A Global Positioning System (GPS) refers to a navigation system in the Grand Theft Auto series introduced in the HD Universe games and later implemented in The Definitive Editions of Grand Theft Auto III, Grand Theft Auto: Vice City and Grand Theft Auto: San Andreas, that guides the player to a specific waypoint, whether it is related to a mission or plotted by the player themselves, by providing directions to said waypoints. For GTA games prior to Grand Theft Auto IV, players have only their knowledge of the city and road systems to reach a waypoint.
The feature can be toggled on or off in both Grand Theft Auto IV and Grand Theft Auto: Chinatown Wars. It is voiced in GTA IV and its episodes, but not in Grand Theft Auto V, but will give a route, similar to GTA IV, marked purple.
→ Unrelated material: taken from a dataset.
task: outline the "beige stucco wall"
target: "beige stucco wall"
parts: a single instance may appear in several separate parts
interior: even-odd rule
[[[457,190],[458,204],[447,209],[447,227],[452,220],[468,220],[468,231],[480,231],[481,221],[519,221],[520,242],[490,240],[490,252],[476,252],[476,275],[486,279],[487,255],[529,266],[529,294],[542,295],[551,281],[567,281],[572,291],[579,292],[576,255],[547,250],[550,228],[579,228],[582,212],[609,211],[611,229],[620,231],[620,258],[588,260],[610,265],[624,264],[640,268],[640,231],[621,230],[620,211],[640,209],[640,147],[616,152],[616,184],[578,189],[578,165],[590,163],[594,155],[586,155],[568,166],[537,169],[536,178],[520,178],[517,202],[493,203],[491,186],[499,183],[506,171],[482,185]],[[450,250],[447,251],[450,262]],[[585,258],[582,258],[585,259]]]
The GPS/Satnav system functions by calculating the shortest legal route to a waypoint; as such, closed roads and alleyways are not taken into account, and may not be the most efficient route as far as the player is concerned - a route with many turns, for example, might be slower for players using sports cars that excel in driving down long, straight roads, even if the latter means more distance travelled.
While missions automatically plot waypoints, players may also enter their own waypoint by way of the city map in GTA IV, its episodes, GTA Chinatown Wars and GTA V (player-defined waypoints have been present since Grand Theft Auto: San Andreas). After a waypoint has been plotted, the route will be illustrated in both the map and the radar; yellow routes and waypoints are mission specific, while green (in GTA IV) or purple (in GTA V) routes and waypoints are player-defined. Waypoints in the middle of a body of water will not be routed. Waypoints are also crucial if the player needs to reach a specific location in a Taxi; players can select the waypoint's location as one of the taxi's destinations.
Manual-enter waypoint (green) might pick a route different than automatically plot waypoint (yellow).
Certain luxurious cars in GTA IV may also come equipped with voiced GPS, being primarily capable of informing the player of the distance to their next turn. The system may utilize the voice of a woman or a man, but are generally similar in behavior. The audio menu offers the options "selected cars" (default), "off" and "on" for GPS speech (when "on" is chosen, all cars will have the voice feature). The two GPS Voices speak with different pronunciations; the female voice uses British English, while the male voice uses American English.
The voiced GPS system in GTA IV comes equipped in the following vehicles:
Grand Theft Auto IV
- One of the common issues in the waypoints is that it will mark the route incorrectly when placed on overpasses and underpasses. For example, if the player desires to go to the Pay 'n' Spray under the Plumbers Skyway, the route mark will likely indicate to go over the skyway. It is preferable to place the waypoint where no other road overlaps and as close as possible to the desired location (in this case, close to the Pay 'n' Spray but avoiding the skyway).
- Voiced GPS systems in GTA IV normally sound a "bing bong" notification when the player is about to approach a turn. On rare occasions, however, the feminine version of the system itself may actually say "bing bong" instead. This happens more often when there are many turnings in the route.
- Two sound files in the game named "bing_bong" and "bong" symbolize this notification heard in game.
- Before Rockstar released the map of Liberty City, a user at GTAForums analyzed the second trailer of GTA IV and found a partial map of the city on the GPS in a Predator.
Grand Theft Auto V
- Voiced GPS systems were not included in GTA V. The reason for this omission is unknown.
- The GPS in GTA IV takes 3-5 seconds to recalculate its route if the player goes off it, especially on vehicles with the voiced GPS system (the voice will say, "Calculating route"). In GTA V, the GPS will automatically recalculate itself once the player goes off-route.